4 Things That Can Help You Prepare for Difficult Conversations with Your Family
Have you recently received a negative diagnosis from your doctor? Or have you ever talked with your family about end-of-life issues? Have you and your family discussed quality of life versus quantity of life? How about a DNR, or life support, or feeding tubes, or home versus nursing facilities?
According to statistics, about 90% of people say it is important to talk with your family about end-of-life issues. However, only about 27% have actually raised the topic with their families.
Since most of us want to discuss these important issues, why don’t we?
The truth is, these conversations sometimes fill us with dread and worry. We all know that families are complicated, and perhaps we don’t know how they will react to topics such as these. Maybe we are waiting for the right time or the right occasion.
It is also true that no two families are exactly alike. The dynamics of your family are very different than those of my family, so I cannot tell you exactly how to have this conversation. However, I have found some helpful tips to get us talking.
These conversations are necessary, whether they concern a recent diagnosis, or we just want to be sure our family knows how we feel about end-of-life issues.
The time to talk about these things is now, while we can. One day we may become unable to speak, so let’s do this sooner, rather than later.
We may hope to choose the setting, and while it may never be perfect, if there are ways we can control it, the conversation may be better received.
If our family can be comfortable and not feel threatened, that is always a positive thing. However, if the occasion is in a hospital room and I am the patient, then the time is now. Sometimes it just cannot wait.
If we must reveal a diagnosis, we can research the disease or condition so we can speak intelligently about it. An alternative is to have a healthcare professional present to answer questions about it.
If the topic is end-of-life issues, such as long-term care, organ donation, cremation versus burial, remaining in our own home versus assisted living or nursing home, we can also research these topics beforehand to be able to speak about them knowledgeably.
We can present our case to our family with confidence showing that we understand the options and have thought them through.
Have a Note-Taker
It will be important to have someone take notes about what is discussed and what, if anything, is decided.
Sometimes, after a lengthy discussion, we leave a meeting wondering what the results were. This is especially true if promises are made, or when family members agree to help in some way. We don’t want to trust our memory about these important matters.
Talk First, Then Listen
It is important that we state our case so that our family understands our feelings, our wishes, and our desires. It does take courage to speak up and share our thoughts about these serious topics, but they need to know our hearts.
We need to convey to our family what things are most important to us, especially speaking of quality of life. These may be very emotional conversations, so having notes with us might keep us on topic.

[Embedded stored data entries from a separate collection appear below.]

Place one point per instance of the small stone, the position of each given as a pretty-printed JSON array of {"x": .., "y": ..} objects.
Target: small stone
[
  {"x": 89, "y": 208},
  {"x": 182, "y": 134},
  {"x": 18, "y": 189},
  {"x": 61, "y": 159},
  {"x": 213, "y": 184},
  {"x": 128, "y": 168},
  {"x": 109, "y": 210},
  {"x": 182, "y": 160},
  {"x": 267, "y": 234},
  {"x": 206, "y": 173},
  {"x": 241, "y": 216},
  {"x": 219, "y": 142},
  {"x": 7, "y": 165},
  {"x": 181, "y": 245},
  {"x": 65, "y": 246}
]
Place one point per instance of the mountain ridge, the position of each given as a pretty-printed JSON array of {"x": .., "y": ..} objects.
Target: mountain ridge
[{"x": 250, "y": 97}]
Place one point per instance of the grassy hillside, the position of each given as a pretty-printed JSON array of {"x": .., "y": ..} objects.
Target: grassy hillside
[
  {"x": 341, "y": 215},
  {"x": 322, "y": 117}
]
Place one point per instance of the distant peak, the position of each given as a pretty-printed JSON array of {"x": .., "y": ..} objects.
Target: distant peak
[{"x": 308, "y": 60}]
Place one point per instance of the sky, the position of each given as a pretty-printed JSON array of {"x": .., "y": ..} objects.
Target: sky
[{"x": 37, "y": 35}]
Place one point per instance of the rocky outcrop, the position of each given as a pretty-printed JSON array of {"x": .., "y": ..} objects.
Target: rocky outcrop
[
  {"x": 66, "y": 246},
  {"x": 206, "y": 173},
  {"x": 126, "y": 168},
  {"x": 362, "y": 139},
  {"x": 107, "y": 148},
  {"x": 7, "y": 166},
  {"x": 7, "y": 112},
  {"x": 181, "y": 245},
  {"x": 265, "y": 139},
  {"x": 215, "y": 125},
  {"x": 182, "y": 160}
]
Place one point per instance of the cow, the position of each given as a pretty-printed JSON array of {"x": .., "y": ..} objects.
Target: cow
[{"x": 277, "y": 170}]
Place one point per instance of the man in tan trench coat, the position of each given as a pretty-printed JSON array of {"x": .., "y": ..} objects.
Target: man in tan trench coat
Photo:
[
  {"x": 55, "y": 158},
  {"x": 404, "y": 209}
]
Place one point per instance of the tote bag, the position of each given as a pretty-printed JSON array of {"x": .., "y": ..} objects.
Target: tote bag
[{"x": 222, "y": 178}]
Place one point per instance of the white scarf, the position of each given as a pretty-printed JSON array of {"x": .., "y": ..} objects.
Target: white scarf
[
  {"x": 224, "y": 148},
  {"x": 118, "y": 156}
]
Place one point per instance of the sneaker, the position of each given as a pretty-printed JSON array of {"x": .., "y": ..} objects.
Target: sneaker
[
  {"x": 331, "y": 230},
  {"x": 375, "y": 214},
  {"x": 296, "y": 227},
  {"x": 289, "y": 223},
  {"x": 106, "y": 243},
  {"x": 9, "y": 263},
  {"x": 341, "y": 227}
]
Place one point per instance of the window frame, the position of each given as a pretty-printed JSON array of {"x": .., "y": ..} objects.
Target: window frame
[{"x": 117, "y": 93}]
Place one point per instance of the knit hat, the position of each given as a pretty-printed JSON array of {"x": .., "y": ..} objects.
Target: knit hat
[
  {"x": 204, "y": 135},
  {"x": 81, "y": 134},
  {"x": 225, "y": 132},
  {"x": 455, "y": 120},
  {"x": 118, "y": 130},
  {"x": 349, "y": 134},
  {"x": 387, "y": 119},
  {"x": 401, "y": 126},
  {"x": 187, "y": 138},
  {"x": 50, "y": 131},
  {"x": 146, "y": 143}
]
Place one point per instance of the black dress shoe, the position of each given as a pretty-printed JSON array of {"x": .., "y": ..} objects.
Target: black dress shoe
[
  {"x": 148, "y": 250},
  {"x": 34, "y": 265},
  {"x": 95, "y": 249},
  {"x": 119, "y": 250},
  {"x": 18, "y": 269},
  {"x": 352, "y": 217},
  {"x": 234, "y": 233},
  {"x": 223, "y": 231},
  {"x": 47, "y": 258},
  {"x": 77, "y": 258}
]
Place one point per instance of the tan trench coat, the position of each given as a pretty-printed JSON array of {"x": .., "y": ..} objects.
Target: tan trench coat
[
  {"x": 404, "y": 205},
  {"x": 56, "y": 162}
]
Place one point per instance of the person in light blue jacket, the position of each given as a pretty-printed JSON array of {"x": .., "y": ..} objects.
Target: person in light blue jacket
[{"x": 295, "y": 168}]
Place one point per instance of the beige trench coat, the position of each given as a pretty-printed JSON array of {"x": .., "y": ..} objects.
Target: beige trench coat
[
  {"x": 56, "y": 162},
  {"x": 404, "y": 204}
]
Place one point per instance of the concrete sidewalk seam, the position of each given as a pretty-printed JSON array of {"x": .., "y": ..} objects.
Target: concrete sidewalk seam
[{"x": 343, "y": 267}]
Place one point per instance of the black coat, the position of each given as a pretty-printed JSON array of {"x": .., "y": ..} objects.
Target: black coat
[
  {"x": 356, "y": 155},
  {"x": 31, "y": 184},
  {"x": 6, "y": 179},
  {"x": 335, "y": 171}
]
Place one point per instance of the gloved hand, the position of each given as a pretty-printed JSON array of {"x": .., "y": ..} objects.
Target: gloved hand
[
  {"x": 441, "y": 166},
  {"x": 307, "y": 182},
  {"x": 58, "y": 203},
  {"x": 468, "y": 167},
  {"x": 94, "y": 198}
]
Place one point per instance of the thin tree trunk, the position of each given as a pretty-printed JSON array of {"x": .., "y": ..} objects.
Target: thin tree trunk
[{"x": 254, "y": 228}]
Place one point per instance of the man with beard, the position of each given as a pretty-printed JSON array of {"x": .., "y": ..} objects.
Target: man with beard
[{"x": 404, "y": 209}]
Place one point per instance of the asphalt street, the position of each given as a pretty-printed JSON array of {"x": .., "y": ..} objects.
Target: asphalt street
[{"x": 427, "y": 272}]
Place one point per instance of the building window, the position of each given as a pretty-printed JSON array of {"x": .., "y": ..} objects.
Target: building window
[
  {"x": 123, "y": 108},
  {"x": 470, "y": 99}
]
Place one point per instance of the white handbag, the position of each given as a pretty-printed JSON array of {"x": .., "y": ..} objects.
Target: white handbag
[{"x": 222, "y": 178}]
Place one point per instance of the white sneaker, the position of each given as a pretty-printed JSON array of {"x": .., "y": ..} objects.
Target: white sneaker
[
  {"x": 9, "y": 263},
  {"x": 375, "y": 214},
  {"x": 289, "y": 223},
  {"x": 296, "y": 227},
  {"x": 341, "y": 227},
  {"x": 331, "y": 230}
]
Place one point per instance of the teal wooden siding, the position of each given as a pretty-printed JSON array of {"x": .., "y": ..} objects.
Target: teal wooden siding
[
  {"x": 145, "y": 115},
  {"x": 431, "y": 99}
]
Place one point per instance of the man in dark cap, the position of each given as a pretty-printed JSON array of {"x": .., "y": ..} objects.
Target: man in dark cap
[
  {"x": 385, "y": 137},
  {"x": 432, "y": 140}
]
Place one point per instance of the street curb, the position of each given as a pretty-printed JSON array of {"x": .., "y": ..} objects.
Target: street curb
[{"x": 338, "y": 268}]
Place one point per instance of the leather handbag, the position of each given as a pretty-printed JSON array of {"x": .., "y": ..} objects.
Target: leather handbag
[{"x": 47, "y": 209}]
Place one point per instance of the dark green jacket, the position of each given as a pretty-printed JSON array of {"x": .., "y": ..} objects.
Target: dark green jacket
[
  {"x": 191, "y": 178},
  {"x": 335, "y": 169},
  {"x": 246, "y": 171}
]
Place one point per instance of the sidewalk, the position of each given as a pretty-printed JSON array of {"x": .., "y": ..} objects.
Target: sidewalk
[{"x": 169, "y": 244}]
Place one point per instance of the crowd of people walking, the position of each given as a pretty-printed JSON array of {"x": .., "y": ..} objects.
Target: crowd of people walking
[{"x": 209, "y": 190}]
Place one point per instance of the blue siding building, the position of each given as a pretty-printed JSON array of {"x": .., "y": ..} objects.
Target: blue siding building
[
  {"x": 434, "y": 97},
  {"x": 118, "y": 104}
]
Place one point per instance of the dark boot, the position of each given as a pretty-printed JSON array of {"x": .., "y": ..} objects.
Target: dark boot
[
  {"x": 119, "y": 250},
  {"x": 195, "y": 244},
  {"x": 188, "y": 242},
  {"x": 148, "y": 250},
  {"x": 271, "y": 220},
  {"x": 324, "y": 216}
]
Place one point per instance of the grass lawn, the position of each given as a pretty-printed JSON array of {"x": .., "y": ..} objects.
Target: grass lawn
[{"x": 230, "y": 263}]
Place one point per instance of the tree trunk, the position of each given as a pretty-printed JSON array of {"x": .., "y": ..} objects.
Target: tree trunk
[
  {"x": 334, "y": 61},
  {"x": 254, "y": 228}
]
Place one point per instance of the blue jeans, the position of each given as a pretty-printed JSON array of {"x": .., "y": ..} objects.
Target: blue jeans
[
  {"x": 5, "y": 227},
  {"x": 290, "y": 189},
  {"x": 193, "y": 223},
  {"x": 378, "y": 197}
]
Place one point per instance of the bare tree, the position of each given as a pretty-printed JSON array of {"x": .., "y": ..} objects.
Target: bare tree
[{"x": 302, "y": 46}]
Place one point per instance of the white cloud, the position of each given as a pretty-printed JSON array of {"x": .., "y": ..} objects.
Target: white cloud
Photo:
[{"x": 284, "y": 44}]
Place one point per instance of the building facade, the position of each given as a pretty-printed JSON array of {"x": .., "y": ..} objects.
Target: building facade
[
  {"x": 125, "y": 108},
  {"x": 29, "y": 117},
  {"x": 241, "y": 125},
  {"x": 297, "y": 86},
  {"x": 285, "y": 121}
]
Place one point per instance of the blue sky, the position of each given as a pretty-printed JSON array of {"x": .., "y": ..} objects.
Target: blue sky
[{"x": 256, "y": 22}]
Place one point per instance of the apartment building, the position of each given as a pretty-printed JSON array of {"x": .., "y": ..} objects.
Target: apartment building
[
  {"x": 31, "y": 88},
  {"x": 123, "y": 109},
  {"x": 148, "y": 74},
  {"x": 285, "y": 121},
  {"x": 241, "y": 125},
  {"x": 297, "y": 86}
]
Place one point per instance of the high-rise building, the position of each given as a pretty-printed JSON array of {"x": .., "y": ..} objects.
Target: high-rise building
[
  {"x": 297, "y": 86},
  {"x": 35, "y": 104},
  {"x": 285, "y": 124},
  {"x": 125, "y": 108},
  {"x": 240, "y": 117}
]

Following that, we owe it to them to listen to their opinions and to hear their thoughts on these matters. There could be aspects we have not considered, so we should hear their ideas.
Often, we feel our choices are either/or, when our loved ones might know of other options that we have not explored. Dialogue doesn’t mean we must disagree, and it doesn’t have to end in disaster.

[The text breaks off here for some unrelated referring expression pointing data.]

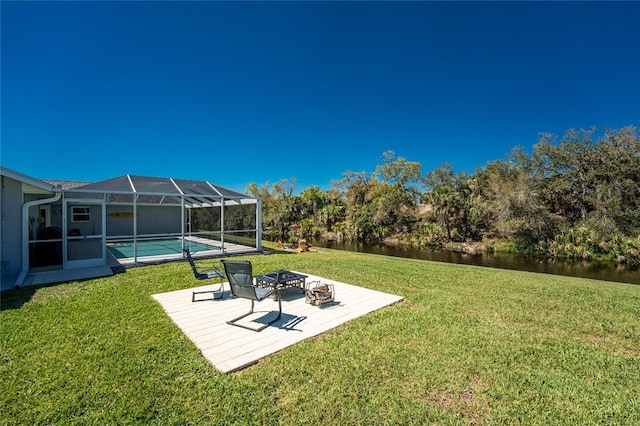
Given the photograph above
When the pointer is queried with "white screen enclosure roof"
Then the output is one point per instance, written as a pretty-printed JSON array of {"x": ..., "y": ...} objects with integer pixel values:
[{"x": 164, "y": 191}]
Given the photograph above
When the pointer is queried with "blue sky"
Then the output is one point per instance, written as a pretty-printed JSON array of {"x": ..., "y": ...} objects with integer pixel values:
[{"x": 239, "y": 92}]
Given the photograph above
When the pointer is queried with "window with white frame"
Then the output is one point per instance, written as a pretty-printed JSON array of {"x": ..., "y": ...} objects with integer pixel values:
[{"x": 80, "y": 214}]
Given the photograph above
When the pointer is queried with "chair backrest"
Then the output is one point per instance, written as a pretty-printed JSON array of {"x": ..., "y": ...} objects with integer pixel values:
[
  {"x": 192, "y": 263},
  {"x": 240, "y": 276}
]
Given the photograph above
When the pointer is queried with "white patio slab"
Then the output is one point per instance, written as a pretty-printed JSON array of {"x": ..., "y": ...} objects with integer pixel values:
[{"x": 231, "y": 348}]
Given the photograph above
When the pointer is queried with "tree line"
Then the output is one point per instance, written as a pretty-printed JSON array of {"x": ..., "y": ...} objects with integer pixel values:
[{"x": 577, "y": 196}]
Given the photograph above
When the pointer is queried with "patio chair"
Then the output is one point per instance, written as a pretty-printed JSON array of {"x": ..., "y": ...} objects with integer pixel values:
[
  {"x": 205, "y": 274},
  {"x": 240, "y": 276}
]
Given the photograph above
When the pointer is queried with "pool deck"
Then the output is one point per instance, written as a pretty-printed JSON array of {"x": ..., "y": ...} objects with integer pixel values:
[{"x": 231, "y": 349}]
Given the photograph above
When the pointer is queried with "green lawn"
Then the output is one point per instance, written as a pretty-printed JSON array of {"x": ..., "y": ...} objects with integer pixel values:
[{"x": 469, "y": 345}]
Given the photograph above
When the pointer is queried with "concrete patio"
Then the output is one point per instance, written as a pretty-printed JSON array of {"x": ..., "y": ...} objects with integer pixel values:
[{"x": 231, "y": 348}]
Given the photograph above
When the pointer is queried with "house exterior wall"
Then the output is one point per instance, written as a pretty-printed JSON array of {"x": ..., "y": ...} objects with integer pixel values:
[{"x": 10, "y": 232}]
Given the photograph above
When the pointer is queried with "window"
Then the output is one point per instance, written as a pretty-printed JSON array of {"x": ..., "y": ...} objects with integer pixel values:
[{"x": 80, "y": 214}]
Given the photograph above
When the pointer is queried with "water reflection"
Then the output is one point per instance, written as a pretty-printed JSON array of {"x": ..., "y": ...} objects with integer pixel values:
[{"x": 595, "y": 270}]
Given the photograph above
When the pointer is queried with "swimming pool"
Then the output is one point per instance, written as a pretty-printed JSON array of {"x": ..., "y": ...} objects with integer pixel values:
[{"x": 156, "y": 247}]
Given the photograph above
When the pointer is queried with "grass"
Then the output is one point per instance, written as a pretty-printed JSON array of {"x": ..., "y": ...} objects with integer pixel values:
[{"x": 469, "y": 345}]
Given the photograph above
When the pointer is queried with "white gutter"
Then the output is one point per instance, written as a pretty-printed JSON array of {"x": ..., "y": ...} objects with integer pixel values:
[{"x": 25, "y": 233}]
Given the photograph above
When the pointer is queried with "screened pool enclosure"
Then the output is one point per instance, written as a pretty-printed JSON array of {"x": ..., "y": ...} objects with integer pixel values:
[{"x": 137, "y": 219}]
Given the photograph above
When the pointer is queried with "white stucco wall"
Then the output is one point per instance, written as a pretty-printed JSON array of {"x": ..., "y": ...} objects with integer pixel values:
[{"x": 10, "y": 231}]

One resource that is invaluable to discussing end-of-life issues is Hospice or similar organizations such as Vitas. Their websites have a wealth of information for those with chronic illnesses, and their healthcare professionals are a valuable resource.
Another intriguing resource I have recently discovered is The Conversation Project. This endeavor began for the express goal of making it easier for families to discuss end-of-life issues now, before it is too late. Here is a quote from their website and their founder:
“When loved ones are in good health, some people may feel it’s too soon to discuss end-of-life matters. Adult children don’t want their parents to think they are giving up on them. The older parent fears the subject of their death will unnecessarily upset their family. Others feel as if talking about dying will make it happen. As Pulitzer prize-winning writer and founder of The Conversation Project Ellen Goodman says, ‘It’s always too soon until it’s too late.’”

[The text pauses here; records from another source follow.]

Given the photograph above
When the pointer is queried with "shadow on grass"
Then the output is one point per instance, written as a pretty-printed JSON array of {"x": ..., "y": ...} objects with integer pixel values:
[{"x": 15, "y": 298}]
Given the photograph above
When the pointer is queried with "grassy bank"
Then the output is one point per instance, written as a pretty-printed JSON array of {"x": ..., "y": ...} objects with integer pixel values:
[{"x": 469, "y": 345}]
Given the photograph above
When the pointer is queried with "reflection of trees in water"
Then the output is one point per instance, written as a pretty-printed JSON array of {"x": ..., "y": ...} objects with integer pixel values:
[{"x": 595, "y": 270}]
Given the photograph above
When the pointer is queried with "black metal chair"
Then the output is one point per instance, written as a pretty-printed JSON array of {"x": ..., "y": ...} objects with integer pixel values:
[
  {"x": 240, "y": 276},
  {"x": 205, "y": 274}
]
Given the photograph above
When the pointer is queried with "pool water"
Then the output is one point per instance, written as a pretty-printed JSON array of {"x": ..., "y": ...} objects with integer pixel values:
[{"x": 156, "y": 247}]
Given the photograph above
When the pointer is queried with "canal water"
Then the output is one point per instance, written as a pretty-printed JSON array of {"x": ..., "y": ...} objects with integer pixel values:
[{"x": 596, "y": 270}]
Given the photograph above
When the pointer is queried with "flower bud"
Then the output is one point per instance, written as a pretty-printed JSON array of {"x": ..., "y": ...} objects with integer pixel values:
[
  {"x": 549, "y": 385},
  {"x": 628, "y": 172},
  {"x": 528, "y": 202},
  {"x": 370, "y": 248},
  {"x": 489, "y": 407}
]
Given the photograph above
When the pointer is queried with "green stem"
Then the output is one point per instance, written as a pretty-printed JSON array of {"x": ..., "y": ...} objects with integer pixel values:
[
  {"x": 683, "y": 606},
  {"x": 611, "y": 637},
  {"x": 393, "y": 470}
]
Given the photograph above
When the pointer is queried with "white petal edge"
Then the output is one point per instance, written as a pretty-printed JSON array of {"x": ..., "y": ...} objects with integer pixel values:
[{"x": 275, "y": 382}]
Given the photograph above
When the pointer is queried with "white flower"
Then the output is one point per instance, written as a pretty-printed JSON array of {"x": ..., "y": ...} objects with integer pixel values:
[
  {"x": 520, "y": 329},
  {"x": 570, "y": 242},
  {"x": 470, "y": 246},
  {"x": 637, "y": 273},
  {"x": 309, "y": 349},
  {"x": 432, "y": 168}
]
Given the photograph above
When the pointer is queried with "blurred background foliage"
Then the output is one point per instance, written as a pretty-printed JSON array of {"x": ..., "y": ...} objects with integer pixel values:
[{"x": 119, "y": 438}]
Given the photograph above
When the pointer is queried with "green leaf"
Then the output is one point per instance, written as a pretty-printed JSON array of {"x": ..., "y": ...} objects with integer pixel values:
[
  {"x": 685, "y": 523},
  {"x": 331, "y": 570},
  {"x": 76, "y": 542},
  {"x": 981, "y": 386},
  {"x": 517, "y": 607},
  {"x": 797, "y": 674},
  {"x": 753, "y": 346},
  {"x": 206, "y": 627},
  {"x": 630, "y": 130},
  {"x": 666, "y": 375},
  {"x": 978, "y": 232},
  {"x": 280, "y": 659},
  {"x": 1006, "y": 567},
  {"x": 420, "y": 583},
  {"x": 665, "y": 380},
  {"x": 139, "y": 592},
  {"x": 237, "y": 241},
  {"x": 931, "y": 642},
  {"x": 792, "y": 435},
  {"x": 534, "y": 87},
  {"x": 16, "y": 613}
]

On their website, they offer resources for how to begin the conversation, topics to discuss, and how to end the conversation. I found their suggestions very helpful in speaking with my husband and my children about death and the surrounding topics, and how to do this in a natural way.
The truth is that we need to have these conversations as casually as possible and treat them as a part of life, while discussing death.
How have you approached to subject of end-of-life issues? I would love to hear your story about your family and how you discuss topics surrounding the end of life. If you haven’t done this yet, sooner is better than later!